Never caught a Steelhead. They are said to be the Holy Grail of fishing, the weight of salmon in some cases with the fight of a Rainbow trout. Here in the SF Bay Area, near a city named Walnut Creek, one can fish for salmon in that creek in January, as it is no doubt almost dry by now. Unbelievable, as it's muddy and has garbage and shopping carts in it. Salmon come up stream til stopped by a dam/spillway. The fish are either all beat up with flesh hanging off or brilliant in color or somewhere in between. I hooked a big one that I never saw, even when it was near my feet. He ran and broke the line. Saw a kid walking away holding one that reached his hip. Strange, beautiful phenomenon in the midst of a crowded urban area, though I haven't been back in a few years to see if it still happens.
Some fly rods do work on close-to-bottom fish. One uses a sinking or sink tip line, and flies that resemble early stage insects, and you watch for irregular movement of the line.
Just about every river fish in Alaska heads for the sea before the rivers freeze over. That includes the Arctic Char and Grayling. Steelheads remain out at sea for 2 or 3 years before returning to spawn. We had a number of years when it was only catch and release because some POS decided to illegally dump a bunch of northern pike into a lake and they got into the river and ate all the trout fry. Northern Pike is an invasive species in Alaska. Thankfully, things have returned back to normal and we can once again keep our Steelhead.

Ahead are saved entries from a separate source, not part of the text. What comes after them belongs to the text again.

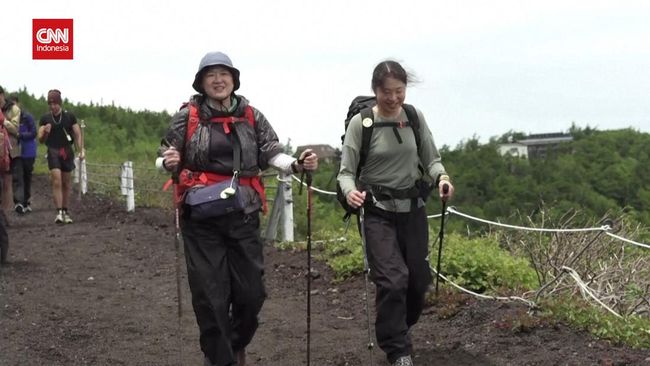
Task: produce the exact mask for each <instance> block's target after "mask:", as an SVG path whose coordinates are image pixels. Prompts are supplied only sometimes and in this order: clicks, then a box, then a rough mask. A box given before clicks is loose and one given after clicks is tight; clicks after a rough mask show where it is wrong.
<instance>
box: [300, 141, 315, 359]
mask: <svg viewBox="0 0 650 366" xmlns="http://www.w3.org/2000/svg"><path fill="white" fill-rule="evenodd" d="M309 155H311V153H307V154H306V155H305V158H306V157H308V156H309ZM303 163H304V158H303V159H300V160H298V164H300V165H302V164H303ZM305 174H306V175H307V179H306V180H305V183H306V184H307V366H309V365H310V364H311V206H312V202H311V199H312V191H311V181H312V174H311V172H310V171H308V170H307V169H304V168H303V170H302V174H300V189H299V190H298V194H302V182H303V178H304V177H305Z"/></svg>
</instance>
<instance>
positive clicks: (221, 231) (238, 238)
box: [157, 52, 318, 366]
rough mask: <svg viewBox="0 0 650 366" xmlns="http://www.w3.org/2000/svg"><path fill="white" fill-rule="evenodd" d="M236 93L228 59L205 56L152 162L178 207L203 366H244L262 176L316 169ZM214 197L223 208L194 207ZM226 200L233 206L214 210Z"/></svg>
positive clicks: (258, 233)
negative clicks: (218, 196) (164, 173)
mask: <svg viewBox="0 0 650 366" xmlns="http://www.w3.org/2000/svg"><path fill="white" fill-rule="evenodd" d="M239 86H240V82H239V70H238V69H236V68H235V67H234V66H233V63H232V61H231V60H230V58H229V57H228V56H227V55H225V54H224V53H221V52H210V53H208V54H206V55H205V56H204V57H203V58H202V59H201V62H200V63H199V68H198V71H197V73H196V75H195V76H194V82H193V83H192V87H193V88H194V89H195V90H196V91H197V92H198V93H199V94H196V95H194V96H192V98H191V99H190V102H189V103H188V104H186V105H185V106H183V107H182V108H181V110H180V111H179V112H178V113H176V114H175V115H174V116H173V117H172V119H171V123H170V128H169V130H168V131H167V134H166V135H165V138H164V139H163V143H162V145H161V147H160V150H159V156H160V157H159V158H158V160H157V166H159V167H163V168H164V169H167V170H168V171H170V172H172V173H173V176H178V183H177V184H176V191H177V195H176V197H177V204H179V202H180V204H181V205H182V211H183V213H182V216H181V232H182V235H183V242H184V245H185V259H186V263H187V273H188V281H189V285H190V290H191V292H192V305H193V307H194V313H195V315H196V320H197V323H198V326H199V331H200V344H201V350H202V351H203V353H204V355H205V358H204V364H205V365H217V366H229V365H238V366H244V365H245V364H246V360H245V359H246V352H245V348H246V346H247V345H248V344H249V343H250V342H251V340H252V339H253V336H254V334H255V331H256V330H257V326H258V319H257V316H258V314H259V312H260V310H261V308H262V304H263V303H264V299H265V298H266V291H265V289H264V282H263V273H264V259H263V243H262V240H261V238H260V217H259V211H260V210H261V209H262V208H263V207H265V202H266V199H265V195H264V187H263V186H262V182H261V178H260V175H259V174H260V172H261V171H262V170H264V169H266V168H268V167H269V166H271V167H273V168H275V169H277V170H279V171H284V172H287V173H289V172H294V173H296V172H301V171H303V170H315V169H316V168H317V166H318V157H317V156H316V154H314V153H313V152H312V151H311V150H309V149H308V150H305V151H304V152H303V153H302V154H301V156H300V159H298V160H296V159H295V158H293V157H291V156H289V155H287V154H284V153H283V152H282V146H281V145H280V143H279V141H278V137H277V135H276V133H275V131H274V130H273V128H272V127H271V124H270V123H269V121H268V120H267V119H266V117H265V116H264V115H263V114H262V112H260V111H259V110H257V109H256V108H254V107H252V106H251V105H250V104H249V103H248V100H246V98H244V97H243V96H241V95H237V94H235V91H236V90H237V89H239ZM305 128H308V127H307V126H305ZM224 185H225V187H224ZM200 186H203V188H199V187H200ZM215 188H218V189H219V190H220V194H219V192H217V196H220V197H221V198H223V200H221V202H218V201H219V200H213V201H211V202H205V203H204V204H200V202H201V201H202V199H201V196H202V195H201V192H202V191H206V190H208V191H209V190H213V189H215ZM229 197H233V198H234V199H233V200H232V201H231V202H235V203H233V206H228V207H224V206H223V205H221V203H223V202H224V201H225V199H230V198H229ZM181 200H182V201H181ZM205 206H209V208H205Z"/></svg>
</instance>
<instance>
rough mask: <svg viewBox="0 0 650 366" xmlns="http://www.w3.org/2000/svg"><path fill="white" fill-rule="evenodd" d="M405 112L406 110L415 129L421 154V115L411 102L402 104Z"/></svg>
mask: <svg viewBox="0 0 650 366" xmlns="http://www.w3.org/2000/svg"><path fill="white" fill-rule="evenodd" d="M402 108H404V112H406V118H407V119H408V120H409V123H410V125H411V129H413V136H415V145H416V146H417V149H418V155H419V154H420V143H421V141H420V140H421V138H420V117H418V112H417V111H416V110H415V107H414V106H412V105H410V104H402Z"/></svg>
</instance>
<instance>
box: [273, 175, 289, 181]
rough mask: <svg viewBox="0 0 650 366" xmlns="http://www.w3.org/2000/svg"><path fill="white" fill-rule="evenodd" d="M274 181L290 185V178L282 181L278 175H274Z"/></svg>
mask: <svg viewBox="0 0 650 366" xmlns="http://www.w3.org/2000/svg"><path fill="white" fill-rule="evenodd" d="M275 179H277V180H278V182H282V183H291V178H287V179H282V178H280V174H278V175H276V176H275Z"/></svg>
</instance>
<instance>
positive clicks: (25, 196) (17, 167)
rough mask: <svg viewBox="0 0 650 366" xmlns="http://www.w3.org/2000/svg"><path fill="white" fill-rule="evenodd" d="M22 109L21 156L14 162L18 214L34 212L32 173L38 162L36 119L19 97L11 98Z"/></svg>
mask: <svg viewBox="0 0 650 366" xmlns="http://www.w3.org/2000/svg"><path fill="white" fill-rule="evenodd" d="M9 99H10V100H11V101H12V102H14V103H15V104H16V105H17V106H19V107H20V126H19V127H18V145H19V146H20V155H19V156H17V157H16V158H14V159H13V160H12V167H11V173H12V176H13V191H14V204H15V206H14V210H16V212H17V213H19V214H23V213H29V212H32V206H31V196H32V173H33V172H34V162H35V161H36V125H35V124H34V117H33V116H32V115H31V113H29V112H27V111H26V110H25V109H24V108H22V107H21V106H20V101H19V100H18V96H15V95H12V96H11V97H10V98H9Z"/></svg>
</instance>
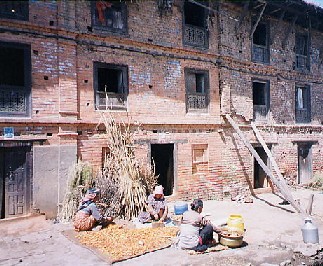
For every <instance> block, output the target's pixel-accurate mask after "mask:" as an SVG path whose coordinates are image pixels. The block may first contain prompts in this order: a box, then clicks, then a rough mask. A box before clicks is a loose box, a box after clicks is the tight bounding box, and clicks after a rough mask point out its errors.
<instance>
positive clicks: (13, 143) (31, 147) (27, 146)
mask: <svg viewBox="0 0 323 266" xmlns="http://www.w3.org/2000/svg"><path fill="white" fill-rule="evenodd" d="M19 148H20V149H24V150H25V151H24V152H25V168H26V170H25V171H26V172H25V177H26V180H25V188H24V189H25V195H26V199H25V202H24V212H23V214H21V215H10V217H8V210H7V209H6V204H5V200H6V197H5V195H3V207H4V208H5V209H4V213H1V216H0V217H2V218H4V219H5V218H11V217H19V216H24V215H27V214H29V213H30V212H31V210H32V195H33V189H32V184H33V175H32V173H33V160H32V159H33V153H32V142H29V141H24V142H18V141H5V142H0V152H1V153H3V155H4V154H5V153H6V151H7V152H8V151H10V150H13V149H19ZM2 163H3V164H4V163H5V162H4V161H3V162H2ZM0 169H1V171H3V173H4V171H5V169H4V167H3V166H1V167H0ZM3 186H4V188H3V192H4V193H5V189H6V188H5V186H6V184H5V181H4V182H3ZM3 214H4V217H3Z"/></svg>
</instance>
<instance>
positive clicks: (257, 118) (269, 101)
mask: <svg viewBox="0 0 323 266" xmlns="http://www.w3.org/2000/svg"><path fill="white" fill-rule="evenodd" d="M252 98H253V118H254V121H259V120H266V119H267V114H268V112H269V108H270V90H269V81H253V83H252Z"/></svg>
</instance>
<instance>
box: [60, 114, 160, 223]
mask: <svg viewBox="0 0 323 266" xmlns="http://www.w3.org/2000/svg"><path fill="white" fill-rule="evenodd" d="M101 121H102V124H103V125H104V126H105V134H104V135H105V137H106V140H107V146H108V152H107V154H106V155H105V160H104V166H103V169H102V171H101V172H99V173H98V174H96V176H94V175H93V171H92V167H91V166H90V164H89V163H82V162H80V161H79V162H78V163H77V164H76V165H74V167H73V169H72V171H71V173H70V176H69V185H68V188H67V192H66V195H65V199H64V202H63V206H62V209H61V211H60V213H59V216H58V218H59V220H60V221H70V220H72V218H73V217H74V215H75V213H76V212H77V208H78V205H79V202H80V200H81V198H82V196H83V195H84V193H85V192H86V190H87V189H88V188H89V187H96V188H99V189H100V191H101V196H100V199H99V201H98V202H97V205H98V207H99V208H100V210H101V212H102V213H103V215H104V216H106V217H107V216H112V217H117V216H119V217H121V218H124V219H128V220H131V219H132V218H134V217H136V216H137V215H138V213H139V212H140V211H142V210H143V209H144V207H145V201H146V198H147V195H148V194H149V193H150V192H152V190H153V188H154V187H155V185H156V182H157V177H156V176H155V174H154V167H151V166H150V164H148V165H147V164H144V163H143V162H141V161H139V160H138V159H137V158H136V157H135V144H134V138H133V132H132V131H131V127H130V123H128V124H125V123H116V121H115V120H114V119H113V118H112V117H111V116H109V117H108V118H107V117H106V116H105V115H104V114H102V116H101Z"/></svg>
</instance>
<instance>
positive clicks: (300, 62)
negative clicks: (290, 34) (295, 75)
mask: <svg viewBox="0 0 323 266" xmlns="http://www.w3.org/2000/svg"><path fill="white" fill-rule="evenodd" d="M295 54H296V59H295V60H296V62H295V66H296V69H300V70H302V69H309V43H308V37H307V35H301V34H296V38H295Z"/></svg>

Salmon stop eating, begin to mutate, and start dying the instant they hit freshwater. I check the salmon I catch for sea lice. If the sea lice are still alive then it has not been in freshwater for more than three days. I try to fish close to estuaries to ensure my salmon are as fresh as possible. If they look all mutated and beat up, with flesh hanging off them, then they probably have been in freshwater for a week, maybe longer.
Since salmon stop eating when they hit freshwater, there is a trick to catching them. You bait them with salmon roe. They instinctively try to bury the floating blob of salmon roe into the mud or gravel on the river bottom. It is during that brief period when they suck the roe into their mouth, and before they spit it out again on the river bottom, that you have to set your hook. It takes a little practice to figure out the correct feel.
The Kenai River is the most popular river in Alaska for world class salmon. Five foot long 80-pound King salmon are not uncommon. Because it is so popular with the tourists, I fish the Ninilchik River closer to Homer. The Kings are only 20 to 30 pounds, but they are much easier to catch. Silvers are what I catch the most, but they don't start running until the end of June. Reds (Sockeye) are what I prefer because they are the best tasting, and they are the smallest of the five species of Pacific salmon weigh in between 6 and 8 pounds.
I'm planning on catching 250+ pounds of salmon by the end of July. Caribou season begins in August, so I want to have my salmon fishing finished and the salmon smoked by then.
Since halibut tend to be in 400+ foot deep waters, I seriously doubt even a weighted line would help. You need some serious weight to get it that deep rapidly.